Took him all morning to find the right place to unbolt, and then we replace the firebrick and we're good to go for maybe another 8 years. By then, I truly won't care. Probably.

Two chimneys  to clean, and tomorrow the nice man comes to see about putting caps on the chimneys to keep the rain from getting in.  This week with all the incredible downpours, the dining room flue has run a steady stream.  Messssyyyy...

Still cleaning out books that I no longer want or will read again.  Along the way I've found several that I never got into, a good time to  try them on for size, I guess. 

And Toby, the determinedly touch-me-not cat, is now consenting to voluntary head pats, and careful shoulder blade scratches.  A little patience finally paid off. 

Wednesday, August 1, 2018

This year is turning out to be last year in a different room (T13)

Last year it was windows (putty, paint, refurbish) and curtains for the whole house, some serious wall stuff in the dining room, and bronchitis as a side dish.

And as these things happen,  when I look back, if this were a movie, it would start with a large drop of water falling gently into a still pond. Ripples.

Lots of ripples.

This year

I wanted to move a small bookcase downstairs into the back parlor.  Easy peasy. However I had to also move a huge oak dish cupboard out of the space earmarked for the bookcase.  Once I got it emptied and half way across the floor I realized that I wanted to finish taking off the ancient layers of varnish and let the nice wood show through.  What I really wanted to do was paint the damn thing, but the varnish still had to come off.

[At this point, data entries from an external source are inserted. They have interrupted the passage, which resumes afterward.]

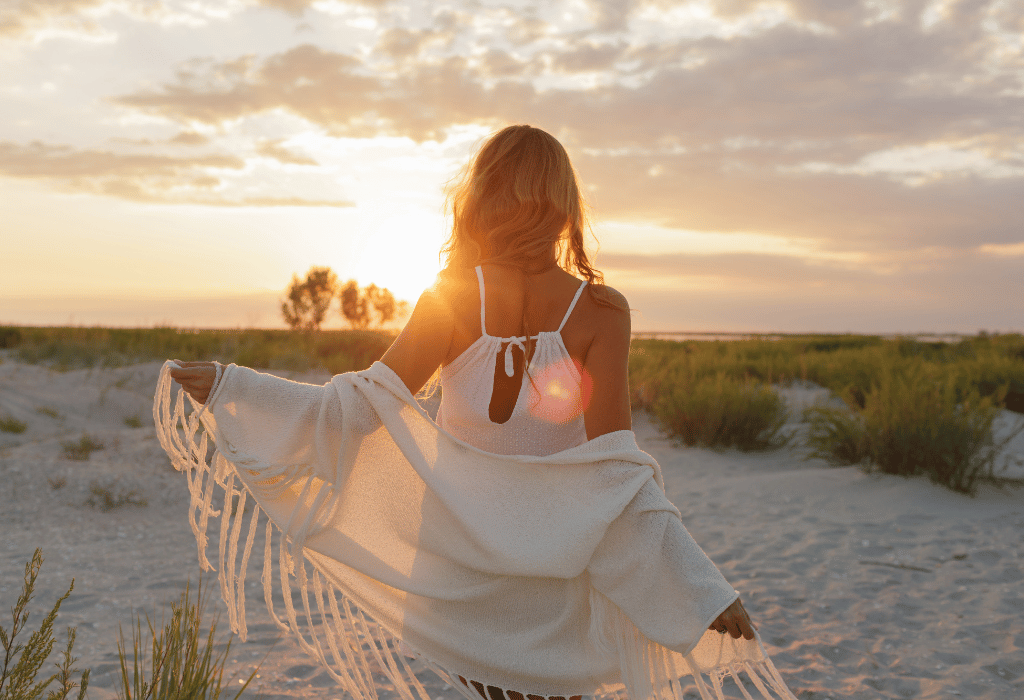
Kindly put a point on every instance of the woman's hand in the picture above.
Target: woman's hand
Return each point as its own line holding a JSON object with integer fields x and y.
{"x": 196, "y": 378}
{"x": 735, "y": 621}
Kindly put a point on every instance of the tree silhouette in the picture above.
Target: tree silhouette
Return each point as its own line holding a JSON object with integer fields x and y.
{"x": 353, "y": 305}
{"x": 359, "y": 306}
{"x": 309, "y": 300}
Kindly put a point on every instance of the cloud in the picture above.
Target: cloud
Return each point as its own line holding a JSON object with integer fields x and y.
{"x": 768, "y": 293}
{"x": 272, "y": 148}
{"x": 17, "y": 16}
{"x": 148, "y": 178}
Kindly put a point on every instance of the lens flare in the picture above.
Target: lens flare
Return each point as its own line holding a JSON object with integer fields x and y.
{"x": 560, "y": 393}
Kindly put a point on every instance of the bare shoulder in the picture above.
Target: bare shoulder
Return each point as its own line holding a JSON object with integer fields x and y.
{"x": 610, "y": 307}
{"x": 453, "y": 287}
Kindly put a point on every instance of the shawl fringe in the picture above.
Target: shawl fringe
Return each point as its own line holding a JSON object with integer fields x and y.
{"x": 333, "y": 629}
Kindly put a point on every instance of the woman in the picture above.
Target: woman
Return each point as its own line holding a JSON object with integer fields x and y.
{"x": 532, "y": 359}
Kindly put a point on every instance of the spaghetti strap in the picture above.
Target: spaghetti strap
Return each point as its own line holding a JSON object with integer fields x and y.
{"x": 571, "y": 306}
{"x": 483, "y": 323}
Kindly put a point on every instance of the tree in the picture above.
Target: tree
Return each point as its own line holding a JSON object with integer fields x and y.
{"x": 359, "y": 306}
{"x": 309, "y": 300}
{"x": 353, "y": 305}
{"x": 385, "y": 304}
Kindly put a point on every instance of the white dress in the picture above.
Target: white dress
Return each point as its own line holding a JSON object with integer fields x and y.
{"x": 548, "y": 412}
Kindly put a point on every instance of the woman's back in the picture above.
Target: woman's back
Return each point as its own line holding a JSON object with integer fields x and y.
{"x": 571, "y": 392}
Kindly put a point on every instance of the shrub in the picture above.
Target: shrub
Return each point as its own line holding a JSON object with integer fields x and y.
{"x": 22, "y": 662}
{"x": 722, "y": 411}
{"x": 9, "y": 337}
{"x": 180, "y": 665}
{"x": 914, "y": 422}
{"x": 9, "y": 424}
{"x": 81, "y": 450}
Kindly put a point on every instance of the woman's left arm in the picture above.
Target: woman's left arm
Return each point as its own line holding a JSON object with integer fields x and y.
{"x": 424, "y": 343}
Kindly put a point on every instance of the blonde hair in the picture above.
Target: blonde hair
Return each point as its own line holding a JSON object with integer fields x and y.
{"x": 518, "y": 204}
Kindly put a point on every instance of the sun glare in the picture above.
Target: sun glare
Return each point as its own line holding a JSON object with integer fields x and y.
{"x": 397, "y": 248}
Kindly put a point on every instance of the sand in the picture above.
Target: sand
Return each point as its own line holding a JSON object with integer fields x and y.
{"x": 862, "y": 585}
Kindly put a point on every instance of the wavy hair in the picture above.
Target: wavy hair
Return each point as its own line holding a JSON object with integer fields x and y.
{"x": 518, "y": 204}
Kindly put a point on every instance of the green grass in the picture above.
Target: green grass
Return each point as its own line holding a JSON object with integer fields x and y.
{"x": 911, "y": 407}
{"x": 22, "y": 662}
{"x": 721, "y": 411}
{"x": 178, "y": 661}
{"x": 82, "y": 449}
{"x": 9, "y": 424}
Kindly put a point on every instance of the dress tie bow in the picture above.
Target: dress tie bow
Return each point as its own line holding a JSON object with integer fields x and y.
{"x": 509, "y": 369}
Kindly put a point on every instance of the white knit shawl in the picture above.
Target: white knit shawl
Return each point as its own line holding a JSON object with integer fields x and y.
{"x": 394, "y": 530}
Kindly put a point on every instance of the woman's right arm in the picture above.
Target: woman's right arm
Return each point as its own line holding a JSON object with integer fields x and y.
{"x": 607, "y": 365}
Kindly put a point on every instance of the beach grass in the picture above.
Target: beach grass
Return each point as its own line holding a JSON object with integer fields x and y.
{"x": 912, "y": 407}
{"x": 914, "y": 422}
{"x": 75, "y": 348}
{"x": 81, "y": 449}
{"x": 23, "y": 661}
{"x": 710, "y": 393}
{"x": 177, "y": 661}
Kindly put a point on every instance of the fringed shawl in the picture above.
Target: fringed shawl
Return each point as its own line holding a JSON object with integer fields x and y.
{"x": 559, "y": 575}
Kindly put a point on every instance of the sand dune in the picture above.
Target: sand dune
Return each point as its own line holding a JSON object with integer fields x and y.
{"x": 862, "y": 585}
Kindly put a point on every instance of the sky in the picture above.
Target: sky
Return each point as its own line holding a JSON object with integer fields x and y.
{"x": 785, "y": 166}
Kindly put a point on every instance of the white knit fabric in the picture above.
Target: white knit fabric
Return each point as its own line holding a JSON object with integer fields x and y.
{"x": 563, "y": 574}
{"x": 548, "y": 412}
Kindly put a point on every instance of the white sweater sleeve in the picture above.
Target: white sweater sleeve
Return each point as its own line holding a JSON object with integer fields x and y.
{"x": 261, "y": 421}
{"x": 658, "y": 576}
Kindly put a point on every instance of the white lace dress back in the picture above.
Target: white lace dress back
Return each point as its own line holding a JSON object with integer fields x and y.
{"x": 547, "y": 417}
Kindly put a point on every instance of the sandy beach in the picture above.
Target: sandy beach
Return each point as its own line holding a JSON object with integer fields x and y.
{"x": 863, "y": 586}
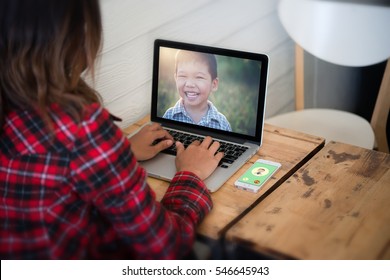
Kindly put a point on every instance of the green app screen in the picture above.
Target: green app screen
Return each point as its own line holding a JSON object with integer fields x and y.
{"x": 257, "y": 174}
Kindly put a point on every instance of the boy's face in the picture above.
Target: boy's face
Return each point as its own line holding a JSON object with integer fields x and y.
{"x": 194, "y": 82}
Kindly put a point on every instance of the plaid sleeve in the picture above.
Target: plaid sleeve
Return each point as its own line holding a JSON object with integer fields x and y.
{"x": 107, "y": 175}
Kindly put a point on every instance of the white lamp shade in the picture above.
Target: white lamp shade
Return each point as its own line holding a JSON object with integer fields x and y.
{"x": 344, "y": 33}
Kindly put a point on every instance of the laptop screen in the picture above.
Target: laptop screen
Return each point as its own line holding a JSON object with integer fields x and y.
{"x": 217, "y": 90}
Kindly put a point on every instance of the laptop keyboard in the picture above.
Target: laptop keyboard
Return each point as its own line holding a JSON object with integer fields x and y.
{"x": 231, "y": 151}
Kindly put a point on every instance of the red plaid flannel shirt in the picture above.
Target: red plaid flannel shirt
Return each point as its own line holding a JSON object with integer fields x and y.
{"x": 82, "y": 194}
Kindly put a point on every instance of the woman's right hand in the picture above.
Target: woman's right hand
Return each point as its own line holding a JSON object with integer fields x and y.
{"x": 199, "y": 158}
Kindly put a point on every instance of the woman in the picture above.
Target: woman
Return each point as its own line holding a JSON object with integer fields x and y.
{"x": 70, "y": 183}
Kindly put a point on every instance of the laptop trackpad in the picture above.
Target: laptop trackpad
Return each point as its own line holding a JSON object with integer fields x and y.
{"x": 162, "y": 166}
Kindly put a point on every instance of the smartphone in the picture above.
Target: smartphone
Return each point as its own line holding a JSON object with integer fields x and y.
{"x": 255, "y": 177}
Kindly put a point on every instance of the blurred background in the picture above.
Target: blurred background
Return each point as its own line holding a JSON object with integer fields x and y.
{"x": 130, "y": 27}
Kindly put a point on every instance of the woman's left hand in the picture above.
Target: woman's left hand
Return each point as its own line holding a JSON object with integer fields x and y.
{"x": 142, "y": 142}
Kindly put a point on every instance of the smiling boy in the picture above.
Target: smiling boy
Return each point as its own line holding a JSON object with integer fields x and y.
{"x": 196, "y": 78}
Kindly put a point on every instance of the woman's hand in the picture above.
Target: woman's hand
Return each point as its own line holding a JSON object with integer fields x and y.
{"x": 142, "y": 142}
{"x": 199, "y": 158}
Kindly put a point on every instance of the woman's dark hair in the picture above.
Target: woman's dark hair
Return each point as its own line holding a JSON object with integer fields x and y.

Two quarts of varnish remover later  I realize it does look pretty good, buffed it up a bit, and have it nearly in place on the other side of the  room.

While this was going on, my husband had tracked down the colony to end all colonies of carpenter ants (euuuwww) raising hell with the foundation.  In order to assess the damage from inside  he wanted to take out the cupboard and sink in the far corner of the kitchen.  Haven't used the sink in years, so that wasn't a problem.  Besides, I said, I always did want a woodbox there.

Sink removed, wall cleaned down, wallboard up, painted, woodbox (repurposed from elsewhere) in place and glory hallelujah a countertop and two lovely wide drawers.   Now I have a place for just making bread.  And five feet of countertop to do it on. **

Next ripple, dismantle the piano.

**there is, by the way, no such thing as too much counter space, shelving, or cupboards.  Men don't quite agree, but then they get to hammer nails into walls and hang stuff.  It's not the same.